I had an email request about making ivreg
work with the survey
package. That’s AER::ivreg
, which does two-stage least-squares estimation with instrumental variables.
The steps are
- See if it accepts weights and does the right thing for point estimation
- If so, work out how to get the complex-survey variances
- Test to make sure it’s getting the right answer
In this case, the first step was fairly straightforward. The function accepts weights and passes them to lm.wfit
, so it will give the same point estimates as if they were sampling weights.
The second step is the technically generalisable one. My full code is here. The key parts for estimation using survey design information are
.data<-model.frame(design)
.data$.weights<-weights(design,"sampling")
model<- ivreg(formula, data=.data, weights=.weights)

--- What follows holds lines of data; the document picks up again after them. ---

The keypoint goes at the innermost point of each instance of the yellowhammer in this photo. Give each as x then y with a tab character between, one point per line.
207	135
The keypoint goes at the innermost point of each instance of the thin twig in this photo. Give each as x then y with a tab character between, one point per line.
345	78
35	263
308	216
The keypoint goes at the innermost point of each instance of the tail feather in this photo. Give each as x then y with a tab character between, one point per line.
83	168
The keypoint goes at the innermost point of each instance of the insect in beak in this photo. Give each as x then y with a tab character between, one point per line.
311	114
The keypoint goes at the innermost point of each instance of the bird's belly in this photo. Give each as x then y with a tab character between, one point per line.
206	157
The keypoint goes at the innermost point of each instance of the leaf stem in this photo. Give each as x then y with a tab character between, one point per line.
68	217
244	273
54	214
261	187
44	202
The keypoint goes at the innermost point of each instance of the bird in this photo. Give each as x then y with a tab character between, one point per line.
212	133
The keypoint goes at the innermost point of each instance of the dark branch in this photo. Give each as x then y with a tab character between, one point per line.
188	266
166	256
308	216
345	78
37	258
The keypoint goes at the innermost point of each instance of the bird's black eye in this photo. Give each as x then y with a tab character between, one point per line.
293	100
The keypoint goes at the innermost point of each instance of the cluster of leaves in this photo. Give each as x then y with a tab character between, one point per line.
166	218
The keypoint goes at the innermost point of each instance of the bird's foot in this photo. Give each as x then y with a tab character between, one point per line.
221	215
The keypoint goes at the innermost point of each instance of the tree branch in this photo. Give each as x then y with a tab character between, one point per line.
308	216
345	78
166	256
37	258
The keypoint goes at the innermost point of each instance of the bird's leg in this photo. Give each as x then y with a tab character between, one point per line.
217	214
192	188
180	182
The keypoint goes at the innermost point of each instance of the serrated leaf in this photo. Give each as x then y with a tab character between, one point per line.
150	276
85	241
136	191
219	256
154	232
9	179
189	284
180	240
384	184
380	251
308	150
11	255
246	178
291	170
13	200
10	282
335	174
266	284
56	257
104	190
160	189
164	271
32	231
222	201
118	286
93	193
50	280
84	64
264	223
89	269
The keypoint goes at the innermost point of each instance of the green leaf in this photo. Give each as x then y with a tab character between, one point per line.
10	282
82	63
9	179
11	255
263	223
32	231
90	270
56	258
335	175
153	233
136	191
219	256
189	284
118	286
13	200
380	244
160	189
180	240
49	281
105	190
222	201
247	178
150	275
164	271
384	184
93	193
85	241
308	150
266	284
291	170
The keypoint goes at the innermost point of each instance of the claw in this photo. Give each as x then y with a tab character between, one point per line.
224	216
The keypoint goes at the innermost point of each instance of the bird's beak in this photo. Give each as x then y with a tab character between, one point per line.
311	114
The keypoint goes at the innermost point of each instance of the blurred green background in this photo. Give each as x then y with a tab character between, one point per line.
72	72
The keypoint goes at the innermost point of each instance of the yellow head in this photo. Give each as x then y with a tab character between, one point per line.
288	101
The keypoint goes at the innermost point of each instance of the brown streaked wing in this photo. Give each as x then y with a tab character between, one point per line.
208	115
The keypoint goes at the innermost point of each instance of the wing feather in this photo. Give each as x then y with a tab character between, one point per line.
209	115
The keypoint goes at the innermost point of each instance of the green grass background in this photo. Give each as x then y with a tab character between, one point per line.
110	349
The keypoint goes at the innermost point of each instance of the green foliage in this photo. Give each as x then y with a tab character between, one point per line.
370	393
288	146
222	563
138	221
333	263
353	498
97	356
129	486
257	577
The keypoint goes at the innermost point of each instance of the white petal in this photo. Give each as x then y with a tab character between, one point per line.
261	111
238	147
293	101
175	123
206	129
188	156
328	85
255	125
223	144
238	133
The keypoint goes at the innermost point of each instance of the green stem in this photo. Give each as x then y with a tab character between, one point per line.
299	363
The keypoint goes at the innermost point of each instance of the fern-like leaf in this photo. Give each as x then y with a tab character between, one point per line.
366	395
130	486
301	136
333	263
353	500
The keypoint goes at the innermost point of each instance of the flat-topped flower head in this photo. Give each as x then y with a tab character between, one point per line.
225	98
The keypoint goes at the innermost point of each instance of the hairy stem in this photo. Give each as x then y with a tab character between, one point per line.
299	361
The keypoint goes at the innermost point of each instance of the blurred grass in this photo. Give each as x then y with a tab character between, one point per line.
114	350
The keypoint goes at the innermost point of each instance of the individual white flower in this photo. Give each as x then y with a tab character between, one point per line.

which just calls AER::ivreg
to get the point estimates, and
U<-estfun(model)/weights(design,"sampling")
n<-NROW(U)
infl<- U%*%bread(model)/n
v<-vcov(svytotal(infl, design))
which computes the variances of the parameter estimates.
The variance code comes from the Secret Trick that makes the survey package work: any well-behaved1 estimator can approximated as the total of its influence functions. If we write \(\Delta_i\) for the influence function of observation \(i\) then \[\tilde\theta-\theta = \sum_{i=1}^N \Delta_i + \textrm{small}.\]
In a probability sample with sampling weights \(w_i\), we will have \[\hat\theta-\theta = \sum_{i\in\textrm{sample}} w_i\Delta_i + \textrm{small}.\] We want the variance of the left-hand side of the equation. The right-hand side is just the variance of an estimated population total, which is a thing we know how to do.2
In the case of ivreg
, since it was written by Achim Zeileis, it has convenient functions estfun
and bread
that are designed to work with the sandwich
package but that also make influence functions easy to compute.
The first line of the second code chunk looks a bit strange: we’re dividing by the weights. That’s because the ivreg
code puts the weights into the estimating function; we don’t want that because svytotal
also puts them in.
Alternatively, if you have a design using replicate weights (resampling), step 2 looks like
withReplicates(design,
function(.weights, .data){
.data$.pweights<-.weights
m<-ivreg(formula,data= .data, weights=.pweights)
coef(m)
})
which runs the ivreg
function for each set of replicate weights, extracts the coefficients, and computes the variance.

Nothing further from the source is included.